The Daily Mail: **** “No exhibition is a biography and such shows are ultimately about the fashion. But even as I departed, swooning with admiration and delight at the clothes, I found myself with more questions than answers about the real Gabrielle Chanel.”

The Independent: **** “Practicality, as we soon learn, was an integral part of Chanel’s oeuvre. The exhibition celebrates the designer’s penchant for streamlined garments, clothes that rejected the stiff and restrictive aesthetics that had defined women’s wear just a few years earlier. It also includes details of her deep connection to Britain, including her friendships with figures from high society. While staying at the respective homes of Winston Churchill and the Duke of Westminster, Chanel embraced British sport, which is thought to be how the corresponding aesthetics of tweed and knitted jerseys found their way into her collections.”

The Telegraph: ***** “Coco Chanel had an inconveniently complex private life, which, alongside stunningly sophisticated clothes, the V&A has dutifully preserved.”

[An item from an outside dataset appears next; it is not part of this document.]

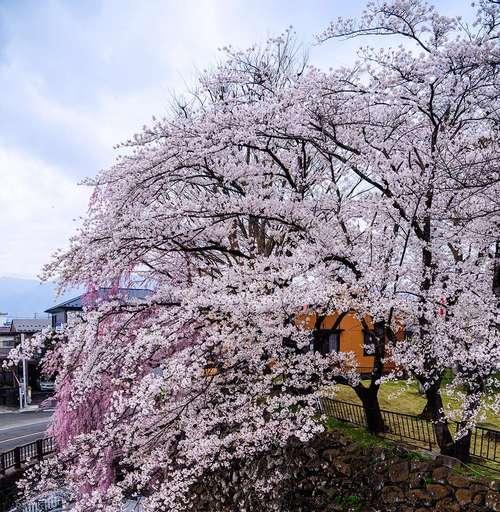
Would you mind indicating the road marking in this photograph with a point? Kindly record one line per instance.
(20, 437)
(20, 425)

Culture Whisper.com: **** “Chanel’s streamlined silhouettes feel utterly relevant and modern for a woman of today. It is a wonder that 100 years have passed. Clean lines, fluid material, muted colours – black, white, and beige – fine wool, cotton and tweeds, some ensembles resemble Prada’s AW23 collection strikingly. It is practical, elegant and incredibly cool. It is quiet and luxurious yet miles ahead of today’s quiet luxury. It makes you want to live in the 1920s when modernity was still a dream and meet this young woman who created a style to embody the world finally opening itself up to women.”

(c)Victoria and Albert Museum, London

The Glossary Magazine.com: “While the exhibition doesn’t shy away from Chanel’s complex and often controversial personal life, with a section that alludes to her reputation as a Nazi collaborator, as well as suggestions that she was in fact a member of the French resistance, it is her clothes that are the undisputed star of the show, as they should be. “

The Upcoming: ***** “Each room feels like an event, the lighting bringing the best out of the garments, from the 1920s silk dropped waist dresses to the advent of the “little black dress” to the room full of evening dresses, leisurely shimmering in dim gold light. A bright white room charts the evolution of the “invisible accessory”, Chanel No 5, and the subsequent beauty ranges. There is something so charming and evocative about historical beauty tinctures, being as they are less likely to survive through history than clothes. She wasn’t only a designer but a canny operator in branding, providing the blueprint for many other fashion houses.”

(c) Victoria and Albert Museum, London

The exhibition is on display at the Victoria and Albert Museum until the 25th February 2024.